Lucchese villas and surrounding area

Villa Torrigiani - Lucca After visiting Lucca, if you still have time, take a visit to the surrounding countryside and walk along the "Via delle Ville", to discover the most beautiful villas of the territory. Available to visit (at the time of writing, but it is always best to check) are Villa Mansi in Segromigno, Villa Torrigiani in Camigliano (Baroque), Villa Grabau and Villa Reale in Marlia. Often in winter visits are by appointment and it is always best to call to find out the opening hours, which vary according to the seasons.

Villa Torrigiani - Lucca My favorite is Villa Reale in Marlia, where at the beginning of the 1800s, Elisa Bonaparte satisfied her desire to purchase the neighboring properties, creating refined rooms and expansive, scenic parkland. In 1923 the property was purchased by the Count and Countess Pecci-Blunt, who commissioned a French architect of fame, Jacques Greber, to restore the park and gardens. He created forests, streams, and the lake that you see today, all adding to the sense of romance offered by the location.

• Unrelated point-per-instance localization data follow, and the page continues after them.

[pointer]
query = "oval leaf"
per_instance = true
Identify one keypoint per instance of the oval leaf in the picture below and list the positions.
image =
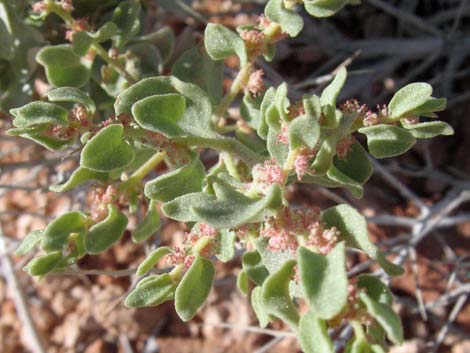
(353, 228)
(152, 291)
(387, 140)
(194, 288)
(324, 280)
(107, 151)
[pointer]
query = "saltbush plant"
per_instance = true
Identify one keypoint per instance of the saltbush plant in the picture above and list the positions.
(110, 103)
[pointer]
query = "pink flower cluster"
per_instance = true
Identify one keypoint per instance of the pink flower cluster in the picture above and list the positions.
(267, 174)
(289, 224)
(182, 255)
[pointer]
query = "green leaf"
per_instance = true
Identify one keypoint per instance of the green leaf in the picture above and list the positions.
(229, 209)
(387, 140)
(409, 98)
(195, 66)
(227, 245)
(313, 334)
(254, 267)
(152, 291)
(149, 224)
(63, 66)
(356, 165)
(107, 151)
(104, 234)
(56, 234)
(152, 259)
(29, 242)
(80, 176)
(386, 317)
(184, 180)
(72, 94)
(324, 8)
(160, 113)
(196, 120)
(261, 314)
(429, 129)
(430, 106)
(375, 289)
(324, 280)
(8, 50)
(194, 288)
(127, 19)
(275, 295)
(353, 228)
(37, 113)
(39, 266)
(304, 131)
(289, 20)
(220, 43)
(263, 317)
(81, 42)
(242, 282)
(105, 32)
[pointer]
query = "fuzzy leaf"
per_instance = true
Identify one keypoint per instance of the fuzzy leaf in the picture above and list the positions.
(324, 280)
(227, 245)
(289, 20)
(104, 234)
(242, 282)
(151, 291)
(56, 234)
(253, 267)
(227, 210)
(63, 66)
(195, 66)
(387, 140)
(29, 242)
(353, 228)
(375, 289)
(80, 176)
(196, 119)
(152, 259)
(313, 334)
(386, 317)
(257, 305)
(160, 113)
(275, 296)
(409, 98)
(324, 8)
(429, 129)
(39, 266)
(356, 165)
(149, 224)
(194, 288)
(304, 131)
(72, 94)
(107, 151)
(220, 43)
(184, 180)
(37, 113)
(81, 42)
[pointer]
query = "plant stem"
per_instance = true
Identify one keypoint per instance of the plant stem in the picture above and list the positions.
(237, 85)
(226, 144)
(140, 173)
(148, 166)
(69, 20)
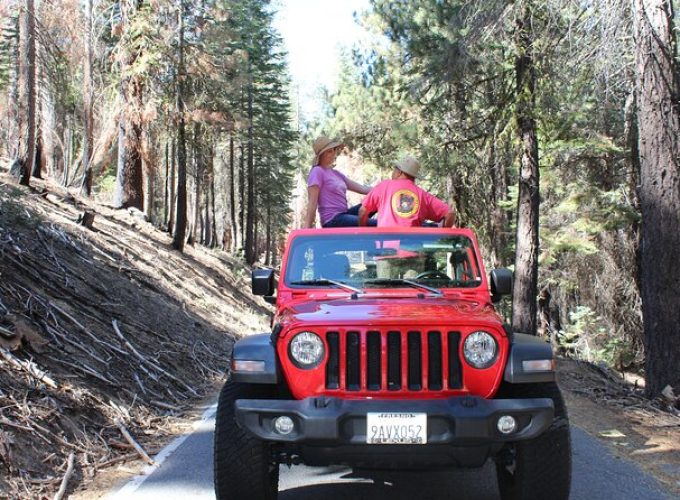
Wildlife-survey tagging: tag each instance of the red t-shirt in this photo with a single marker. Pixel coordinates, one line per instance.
(400, 202)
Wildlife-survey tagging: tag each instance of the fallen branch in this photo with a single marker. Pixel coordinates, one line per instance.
(144, 360)
(28, 367)
(134, 443)
(67, 476)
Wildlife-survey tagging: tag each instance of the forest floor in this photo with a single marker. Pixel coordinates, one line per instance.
(108, 331)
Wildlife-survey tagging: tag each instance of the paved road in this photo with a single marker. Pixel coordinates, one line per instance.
(186, 473)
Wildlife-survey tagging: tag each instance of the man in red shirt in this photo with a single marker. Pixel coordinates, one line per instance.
(400, 202)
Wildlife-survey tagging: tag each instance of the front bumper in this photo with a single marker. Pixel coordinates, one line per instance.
(458, 421)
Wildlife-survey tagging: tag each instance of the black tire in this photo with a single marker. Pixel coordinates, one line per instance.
(244, 467)
(540, 467)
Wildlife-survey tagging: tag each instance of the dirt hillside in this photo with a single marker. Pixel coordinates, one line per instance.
(103, 331)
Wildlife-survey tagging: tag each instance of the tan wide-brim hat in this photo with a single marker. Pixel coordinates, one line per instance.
(409, 165)
(323, 144)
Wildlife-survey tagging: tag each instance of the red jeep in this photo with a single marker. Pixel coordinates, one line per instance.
(386, 352)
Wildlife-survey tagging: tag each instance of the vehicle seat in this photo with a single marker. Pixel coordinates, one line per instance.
(333, 266)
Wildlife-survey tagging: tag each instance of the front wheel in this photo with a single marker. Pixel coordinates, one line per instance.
(244, 467)
(539, 467)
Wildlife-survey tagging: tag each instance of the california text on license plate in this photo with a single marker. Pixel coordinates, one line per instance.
(396, 428)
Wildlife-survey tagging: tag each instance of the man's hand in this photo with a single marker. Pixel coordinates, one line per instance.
(449, 219)
(363, 216)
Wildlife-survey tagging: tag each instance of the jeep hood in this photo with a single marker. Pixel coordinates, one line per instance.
(390, 311)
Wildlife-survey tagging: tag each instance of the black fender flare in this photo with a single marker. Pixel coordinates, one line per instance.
(524, 347)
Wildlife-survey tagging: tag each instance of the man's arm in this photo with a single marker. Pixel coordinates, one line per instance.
(363, 216)
(449, 219)
(312, 204)
(356, 187)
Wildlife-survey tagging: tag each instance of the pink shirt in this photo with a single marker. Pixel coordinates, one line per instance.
(332, 191)
(400, 202)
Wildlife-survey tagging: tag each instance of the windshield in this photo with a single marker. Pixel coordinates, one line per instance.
(383, 261)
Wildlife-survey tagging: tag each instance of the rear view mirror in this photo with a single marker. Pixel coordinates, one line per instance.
(500, 282)
(263, 282)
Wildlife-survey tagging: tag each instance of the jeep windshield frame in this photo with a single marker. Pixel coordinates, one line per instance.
(435, 260)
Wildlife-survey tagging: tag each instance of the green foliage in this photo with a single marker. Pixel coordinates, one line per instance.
(9, 32)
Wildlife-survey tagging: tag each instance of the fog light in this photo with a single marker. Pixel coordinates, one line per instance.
(284, 425)
(507, 424)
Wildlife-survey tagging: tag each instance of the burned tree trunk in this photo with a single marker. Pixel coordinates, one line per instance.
(524, 293)
(658, 99)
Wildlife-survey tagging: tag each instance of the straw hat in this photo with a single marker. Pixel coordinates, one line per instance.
(409, 165)
(323, 144)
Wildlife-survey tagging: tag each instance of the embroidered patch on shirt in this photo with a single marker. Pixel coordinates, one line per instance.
(405, 203)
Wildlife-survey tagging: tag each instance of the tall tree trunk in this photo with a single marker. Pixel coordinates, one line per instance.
(213, 225)
(181, 218)
(524, 307)
(268, 236)
(232, 195)
(149, 169)
(14, 112)
(28, 89)
(250, 252)
(658, 88)
(86, 186)
(129, 190)
(242, 196)
(172, 201)
(165, 182)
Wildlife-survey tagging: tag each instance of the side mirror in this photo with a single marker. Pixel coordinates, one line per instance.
(263, 282)
(500, 282)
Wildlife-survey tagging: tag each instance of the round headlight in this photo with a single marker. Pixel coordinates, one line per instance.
(480, 349)
(306, 350)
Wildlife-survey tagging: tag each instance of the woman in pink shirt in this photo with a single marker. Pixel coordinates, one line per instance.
(327, 189)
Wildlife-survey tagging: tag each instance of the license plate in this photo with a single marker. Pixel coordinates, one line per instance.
(396, 428)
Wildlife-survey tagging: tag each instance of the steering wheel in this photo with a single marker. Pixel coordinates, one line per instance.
(433, 274)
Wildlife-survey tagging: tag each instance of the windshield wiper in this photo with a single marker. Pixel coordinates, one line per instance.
(401, 281)
(326, 282)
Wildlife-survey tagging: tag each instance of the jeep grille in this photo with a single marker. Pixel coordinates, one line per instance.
(393, 360)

Other areas surrounding Lucca that are worth visiting are: Nozzano, a small village with a castle dating to 1300, Borgo a Mozzano, a picturesque village on the road to Garfagnana, also famous for the humpback bridge dating back to 1000, the Ponte della Maddalena (also known as Ponte del Diavolo - Devil's Bridge) that crosses the river Serchio; Bagni di Lucca, a beautiful spa town which has been a destination for European artists for centuries and loved by English tourists; Barga, a beautiful city with well-preserved and picturesque steep streets and home to many cultural events. Also to discover is Garfagnana, the mountainous area of the province of Lucca, with mountains, hills and meadows, marked by the River Serchio and several very characteristic hilltop villages. There is so much natural and artistic beauty to this area, for more information please refer to the section on Garfagnana. Other beautiful places and so dear to Puccini are Torre del Lago and the Versilia, with its famous beaches, nightlife, carnival and love of art and culture. After visiting Lucca, if time permits, we recommend to discover Lucca's surroundings.